Group Purchasing Organization (GPO): What You Should Know

A GPO or Group Purchasing Organization, also called a co-op, purchasing group, consortium, collective, coalition, or leveraged procurement group, exist to leverage their members’ combined purchasing power to obtain maximum discounts from suppliers for all its members. The group’s collective buying power far exceeds what any one company can generate on its own and hence they can save by being part of the GPO.

Why is a GPO essential?

A GPO helps a company focus on its core business and portfolio rather than the indirect products and services required to keep the company running smoothly.

A GPO combines its members’ purchasing power for assorted products and services and negotiates agreements with suppliers and manufacturers so that members can purchase at group prices and conditions if they so choose. With GPOs, savings can be delivered in two different ways. First, discounts and rebates are pre-negotiated instant savings. Second, producers are given the option of privately negotiating better prices with a pre-approved list of suppliers.

Here are some quick facts about GPOs:

Types of GPOs

Generally, there are three main types of GPOs:

1. Vertical – Market GPO

A vertical GPO helps businesses and organizations in a certain sector or market segment.

There are 6 different kinds of vertical market GPOs, discussed below.

An “administrative” fee is how a GPO earns a profit. When supplying goods to their member hospitals, GPOs will charge an “administrative” fee of up to 3.0% of all sales volume to the suppliers for whom they have negotiated a deal. These fees do not influence the final price. They’re used to pay for the GPO’s daily operations. If there is a surplus, it is returned to the GPO owners; thus, GPO owners save money on the products they purchase by community contracts while still earning distributions from the GPO. General GPO members can also obtain some fee sharing as part of their member arrangement, but this procedure is no longer the norm; thus, the primary benefit to a GPO member is accessibility to steep discount pricing.
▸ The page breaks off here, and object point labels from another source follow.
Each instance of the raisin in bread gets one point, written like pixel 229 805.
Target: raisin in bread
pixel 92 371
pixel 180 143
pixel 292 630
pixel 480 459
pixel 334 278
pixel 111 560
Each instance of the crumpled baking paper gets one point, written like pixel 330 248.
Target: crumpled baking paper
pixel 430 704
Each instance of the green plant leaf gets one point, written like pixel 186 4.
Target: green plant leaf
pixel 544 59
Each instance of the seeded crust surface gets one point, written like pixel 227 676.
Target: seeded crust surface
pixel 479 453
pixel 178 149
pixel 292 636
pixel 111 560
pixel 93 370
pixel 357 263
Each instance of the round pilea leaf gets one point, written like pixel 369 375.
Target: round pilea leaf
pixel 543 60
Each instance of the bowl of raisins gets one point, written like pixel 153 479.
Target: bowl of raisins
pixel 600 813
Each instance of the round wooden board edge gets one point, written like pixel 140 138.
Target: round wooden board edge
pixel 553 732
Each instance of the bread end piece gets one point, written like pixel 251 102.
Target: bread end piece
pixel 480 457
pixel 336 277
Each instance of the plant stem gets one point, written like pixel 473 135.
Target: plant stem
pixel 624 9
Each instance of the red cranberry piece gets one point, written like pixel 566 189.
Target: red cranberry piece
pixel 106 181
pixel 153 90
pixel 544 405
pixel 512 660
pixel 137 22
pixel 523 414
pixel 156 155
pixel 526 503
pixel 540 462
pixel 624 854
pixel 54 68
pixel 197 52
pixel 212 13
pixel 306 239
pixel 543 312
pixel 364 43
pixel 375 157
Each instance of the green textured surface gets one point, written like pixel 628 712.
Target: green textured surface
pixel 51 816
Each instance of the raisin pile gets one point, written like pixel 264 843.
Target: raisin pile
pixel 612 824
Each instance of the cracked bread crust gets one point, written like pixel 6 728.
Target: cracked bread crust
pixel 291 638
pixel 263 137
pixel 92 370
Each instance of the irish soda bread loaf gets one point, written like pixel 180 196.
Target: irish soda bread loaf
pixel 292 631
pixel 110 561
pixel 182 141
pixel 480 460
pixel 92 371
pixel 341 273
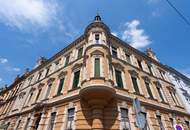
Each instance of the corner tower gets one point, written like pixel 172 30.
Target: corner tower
pixel 97 87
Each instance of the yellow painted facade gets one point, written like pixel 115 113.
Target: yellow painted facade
pixel 88 84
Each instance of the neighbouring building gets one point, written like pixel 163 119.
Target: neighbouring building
pixel 182 86
pixel 91 85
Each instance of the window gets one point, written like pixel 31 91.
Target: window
pixel 57 65
pixel 135 85
pixel 7 126
pixel 39 75
pixel 97 67
pixel 67 60
pixel 80 51
pixel 52 120
pixel 48 91
pixel 27 123
pixel 17 127
pixel 31 94
pixel 188 125
pixel 76 79
pixel 70 119
pixel 160 94
pixel 47 71
pixel 139 64
pixel 127 57
pixel 172 122
pixel 160 122
pixel 38 95
pixel 149 90
pixel 29 80
pixel 174 98
pixel 119 79
pixel 61 83
pixel 37 121
pixel 146 125
pixel 125 123
pixel 114 51
pixel 150 69
pixel 97 38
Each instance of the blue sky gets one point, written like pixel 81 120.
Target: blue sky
pixel 33 28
GPOs say that their services help healthcare providers raise their profit margins. Their participants benefit from value-added services such as clinical support, benchmarking results, supply chain support, and extensive portfolios of products and services to satisfy specific needs.

2. Horizontal-Market GPO

A horizontal GPO helps organizations across a wide range of sectors. In contrast, a vertical GPO helps organizations in particular industries, such as health care, food service, legal, dairy, and industrial production. Members of the horizontal market GPO come from several sectors, but they buy a lot of the same goods and services to develop their products and operate their businesses. OMNIA Partners is an example of a horizontal-market GPO.

The resulting secure data aggregation force saves money for pursuing categories of temporary labor facilities, office goods, security supplies, work equipment, packing items, uniform, and laundry service, pest control, and expedited shipping of parcels by usually small and prominent members of our client company. The GPO purchase initiative’s consolidation also helps member customers save on lower operating costs. According to the SpendMatters report , 15-20% of fortune 1000 buyers are buying consortia, and 85% of the time, in the groups in which they use a cooperative model, they see 10 percent + savings.

Independent Buyers Ltd, which runs schemes for numerous trade unions, is the largest of the UK’s indirect purchase communities. Service standards, prices, and terminology are favored by the GPO’s vendors since their net sales costs are smaller, and the additional volume is generally aligned with a very big buyer.

3. Master Buyer

When one chief buying organization has considerable contracts in place with vendors and allows additional companies to buy those contracts, the organization is said to be a Master Buyer. The automobile industry is a classic real-world example of the Master Buyer model because Tier 1 and Tier 2 suppliers can access the pricing contracts of large automotive manufacturers who have negotiated with vendors.